How is private Occupational Therapy different from school based therapy?
In school based Occupational Therapy, children are most often treated in a group setting. Since each individual child is at a different developmental level it is difficult for the therapist to focus on the individual child’s unique needs and learning style. The child’s therapeutic progress is therefore much more difficult to achieve in such a setting. Furthermore, schools require consistency in their standardized testing. In private practice, the therapist can select the assessment tools that will benefit and serve the child rather than the school system. The therapist is also free to select and to explore more creative approaches as well as modalities and interventions that will benefit the child. The therapist can control more variables in private practice; i.e. lighting, seating, table and/or desk height, positioning and type of equipment; i.e. by incorporating the use of assistive technology into sessions as needed. The therapist only has to focus on the needs of the child and family since there are no other distractions or constraints. The therapist can have consistent dialogue with family members for carryover.
What is Irlen® Syndrome or Scotopic Sensitivity Syndrome©*?
Irlen® Syndrome is a visual perceptual problem that was discovered by the educational psychologist, Helen Irlen in California. It is a condition that cannot be diagnosed through standardized educational testing, or by a physical or visual exam. Individuals with this syndrome have a light sensitivity resulting in difficulty reading in bright lights, especially fluorescent. They are often bothered by glare, computer screens, overhead projectors and white boards. They have difficulty reading print, numbers and musical notes which can appear distorted. The distortions can appear immediately or after sustained reading. The range and severity of symptoms is variable from person to person. The print can appear as shifting, moving, blurry, floating, pulsating, swirling, etc. The individual can have difficulty with contrast and figure-ground discrimination. For some individuals, the background can appear to take over or engulf the written print. Some other symptoms of this syndrome include difficulty with reading comprehension, slow and inefficient reading, difficulties with writing on a line and forming or reversing letters, losing one’s place reading, omission of letters or words, difficulty with depth perception and spatial awareness. This condition is not curable, but it can be treated with colored overlays and through the use of spectral lenses.
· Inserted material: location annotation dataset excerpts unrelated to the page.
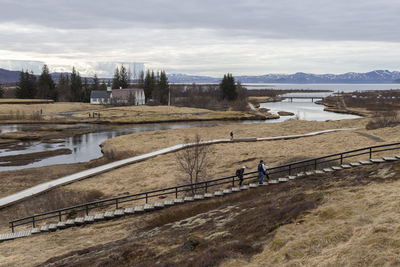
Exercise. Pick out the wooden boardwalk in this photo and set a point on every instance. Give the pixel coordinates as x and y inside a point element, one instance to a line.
<point>8,200</point>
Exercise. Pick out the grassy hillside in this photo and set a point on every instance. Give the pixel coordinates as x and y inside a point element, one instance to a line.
<point>349,218</point>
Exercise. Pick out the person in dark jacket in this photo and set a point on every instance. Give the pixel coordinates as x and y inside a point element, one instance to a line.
<point>239,174</point>
<point>261,171</point>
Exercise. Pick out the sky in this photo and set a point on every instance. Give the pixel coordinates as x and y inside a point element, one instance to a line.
<point>207,37</point>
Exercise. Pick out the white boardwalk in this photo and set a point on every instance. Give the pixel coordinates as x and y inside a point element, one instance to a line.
<point>5,201</point>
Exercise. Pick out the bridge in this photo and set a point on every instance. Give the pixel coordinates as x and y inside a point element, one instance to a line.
<point>302,97</point>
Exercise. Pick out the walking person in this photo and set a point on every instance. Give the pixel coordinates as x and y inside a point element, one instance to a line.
<point>262,170</point>
<point>239,174</point>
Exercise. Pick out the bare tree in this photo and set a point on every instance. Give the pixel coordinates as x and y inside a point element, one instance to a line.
<point>194,161</point>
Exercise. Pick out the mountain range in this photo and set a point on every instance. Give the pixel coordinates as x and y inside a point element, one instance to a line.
<point>376,76</point>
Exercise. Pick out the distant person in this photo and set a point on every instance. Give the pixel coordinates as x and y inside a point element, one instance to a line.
<point>239,174</point>
<point>262,170</point>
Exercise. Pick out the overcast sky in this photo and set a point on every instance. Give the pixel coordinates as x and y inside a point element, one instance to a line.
<point>205,37</point>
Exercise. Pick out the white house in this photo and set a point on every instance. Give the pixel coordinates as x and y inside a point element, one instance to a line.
<point>118,96</point>
<point>100,97</point>
<point>123,96</point>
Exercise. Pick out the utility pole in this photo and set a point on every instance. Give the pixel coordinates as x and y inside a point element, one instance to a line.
<point>169,95</point>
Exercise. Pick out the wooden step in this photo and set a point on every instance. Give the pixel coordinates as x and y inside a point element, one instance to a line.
<point>139,209</point>
<point>52,227</point>
<point>44,228</point>
<point>109,215</point>
<point>390,158</point>
<point>70,223</point>
<point>89,219</point>
<point>198,197</point>
<point>159,205</point>
<point>148,207</point>
<point>61,225</point>
<point>227,191</point>
<point>345,166</point>
<point>188,199</point>
<point>169,203</point>
<point>218,193</point>
<point>178,200</point>
<point>119,212</point>
<point>80,221</point>
<point>98,217</point>
<point>337,168</point>
<point>377,160</point>
<point>366,162</point>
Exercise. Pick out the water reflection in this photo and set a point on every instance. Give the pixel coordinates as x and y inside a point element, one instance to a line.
<point>86,147</point>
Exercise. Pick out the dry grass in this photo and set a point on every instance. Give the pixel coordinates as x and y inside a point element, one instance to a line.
<point>350,218</point>
<point>355,227</point>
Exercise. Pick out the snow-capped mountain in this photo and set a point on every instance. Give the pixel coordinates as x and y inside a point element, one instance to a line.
<point>376,76</point>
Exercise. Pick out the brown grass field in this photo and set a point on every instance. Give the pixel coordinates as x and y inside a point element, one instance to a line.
<point>116,115</point>
<point>349,218</point>
<point>353,215</point>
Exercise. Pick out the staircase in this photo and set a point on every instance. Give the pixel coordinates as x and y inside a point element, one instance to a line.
<point>136,210</point>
What is Sensory Integration?
“Sensory Integration” refers to the theory developed by A. Jean Ayres, an Occupational Therapist and neuroscientist. It refers to how our bodies organize and interpret all of the information coming from our seven senses (auditory, gustatory, olfactory, visual, tactile, vestibular, and proprioceptive) into meaningful information. The most important senses are the vestibular, proprioceptive and tactile.
The vestibular receptors are in the inner ear and tell us where our head is in space. This sense provides awareness of balance and tells us about the quality of movement; i.e. is it fast, slow, rotary, linear and whether we are moving or if something in the environment is moving.
The proprioceptive sense provides information regarding muscle and joint position sense. This sense tells us where parts of our bodies are without having to visually observe them. This sense further enables us to manipulate utensils and modulate the degree of pressure exerted upon them appropriately. It tells us how much bodily force to utilize when performing gross motor activities such as throwing or kicking a ball.
The tactile receptors provide discriminatory information; i.e. the quality of an object- is it soft, hard, round, large, etc. as well as protective information, i.e. hot, cold, sharp. Children can be hypersensitive or hyposensitive to tactile sensations, or have a combination of the two.
For most children, sensory integration develops automatically, efficiently and naturally and provides the foundation for the development and the acquisition of functional skills as well as behavior and learning. Some children, however require therapeutic intervention to facilitate the development of adequate sensory integration. A trained and experienced therapist can determine if a child has any developmental deficits that can be addressed by the utilization of sensory integration treatment modalities.